Black Friday 2009

With reports on Black Friday 2009 in, U.S. retailers can breathe a collective sigh of relief that more Americans went shopping last weekend than ever before. We shopped in numbers, and we shopped enthusiastically. 195 million of us hit the malls, downtown and suburban shopping centers, and Walmart and other large-format stores. Sales were generally up, not only in value outlets like Walmart and Target but also in high-end retailers like Saks Fifth Avenue. According to ShopperTrak, retail sales were up 0.5 percent over 2008 on Friday alone.

Good news. Right? Or is the real story not about marginal sales increases based on deep discounts, but the avoiding of the loss that many had predicted?

Big retailers enjoyed gains — or avoided loss — this year by recognizing a fundamental learning from the past year: Americans will buy if you let them do it on their own terms.

Retail locations were better prepared than ever before. Stores were better staffed, and better stocked. Key sales items, such as flat-screen TVs, phones, cameras and gaming systems, were centrally featured and in plentiful supply.

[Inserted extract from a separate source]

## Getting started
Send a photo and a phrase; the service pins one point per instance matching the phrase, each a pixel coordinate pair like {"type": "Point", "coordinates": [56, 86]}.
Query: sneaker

And while shopping lots were full, we saw fewer signs of the chaos that marked Black Friday 2008. Retailers like Macy’s, Walmart, J.C. Penney and Toys “R” Us offered clear incentives — such as additional 20 percent savings between 5:00 a.m. and 11:00 a.m — with limited exceptions and unlimited stock. Happier customers and fewer returns make the shopping situation better for everyone.

The numbers tell the story. Retail traffic was up significantly in 2009. According to the National Retail Federation, an industry trade group,
195 million shoppers visited stores and websites over the long weekend,
up from 172 million in 2008. However, on average they spend more cautiously. Average amount
spend dropped from $372.57 to $343.31, about an 8 percent drop.

In other words, Americans are buying as strongly as ever before, but more than ever we shop with savings as the primary criterion. We are better informed about money-saving offers. We have more tools as our disposal, like digital coupons and real-time mobile price comparison apps like RedLaser (left). We expect more control over the transaction than we did before.

Maybe the big story out of Black Friday 2009 has yet to be told. Is online shopping the real growth space? We’re smarter about buying online this year, and more of us have high-speed internet connections: the National Retail Federation forecast the number of people who plan to shop today, Cyber Monday 2009, to 96.5 million in 2009, a 13 percent jump over 2008.

Which leads to two questions:

For brick-and-mortar retailers, is “flat” the new “up”?

In coming years, will digital retail be the only opportunity for real retail growth?